The advances you don't hear about have been dropping precipitously. For every Pretty Young Debut Novelist who snags that seven-figure prize, ten solid literary novelists have seen advances slashed for their third books.

Of course, back in the boom nineties, the corporations themselves were pumping up the expectations of midlist writers. Consider Dale Peck. His first novel, Martin and John, came out in 1993 to excellent reviews, and by his third book, in 1998, he was, by his own account, wildly overpaid. Books, he says, "were like Internet stocks, getting enormous advances without demonstrating any moneymaking whatsoever." Having rarely sold more than 10,000 copies, he took up with superagent Andrew Wylie, developed a reputation for being a "diva," and pretty soon couldn't sell a book to save his life. Until he started specializing in genre fiction–first children's books, then horror. Last year, Peck sold Body Surfing, a thriller about demons exiting people through sexual release. He's now splitting $3 million with Heroes writer Tim Kring to produce a trilogy of conspiracy thrillers.

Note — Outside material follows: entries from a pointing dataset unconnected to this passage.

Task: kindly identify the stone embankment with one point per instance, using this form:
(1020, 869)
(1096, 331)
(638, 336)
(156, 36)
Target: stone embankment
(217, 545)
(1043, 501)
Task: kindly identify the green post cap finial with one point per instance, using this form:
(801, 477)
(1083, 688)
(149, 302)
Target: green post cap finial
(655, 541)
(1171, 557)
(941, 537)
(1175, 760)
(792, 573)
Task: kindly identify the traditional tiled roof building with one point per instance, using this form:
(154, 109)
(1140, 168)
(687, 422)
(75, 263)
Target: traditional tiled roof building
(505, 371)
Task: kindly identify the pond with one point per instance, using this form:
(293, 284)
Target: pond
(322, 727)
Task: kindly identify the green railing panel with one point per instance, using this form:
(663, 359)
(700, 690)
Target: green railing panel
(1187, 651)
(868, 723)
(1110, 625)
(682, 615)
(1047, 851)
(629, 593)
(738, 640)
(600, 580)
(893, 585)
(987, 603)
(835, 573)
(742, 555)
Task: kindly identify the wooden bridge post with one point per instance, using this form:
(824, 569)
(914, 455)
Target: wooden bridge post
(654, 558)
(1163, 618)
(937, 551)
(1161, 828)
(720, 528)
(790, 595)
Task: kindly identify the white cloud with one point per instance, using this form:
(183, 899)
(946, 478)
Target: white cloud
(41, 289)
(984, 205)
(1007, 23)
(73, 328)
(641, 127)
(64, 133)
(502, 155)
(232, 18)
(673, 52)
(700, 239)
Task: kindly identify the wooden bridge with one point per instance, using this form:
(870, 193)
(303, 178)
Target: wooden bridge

Peck sees an increasingly hostile environment for the kind of books he used to write. "When you get $100,000 for a novel," he says, "you want $150,000 and then $200,000, so when they pay you $25,000 for the next one, and my rent is $2,500 a month, what do you do? The system works just fine for commercial fiction. But for literary fiction, I think we had a nice run of it in the commercial world."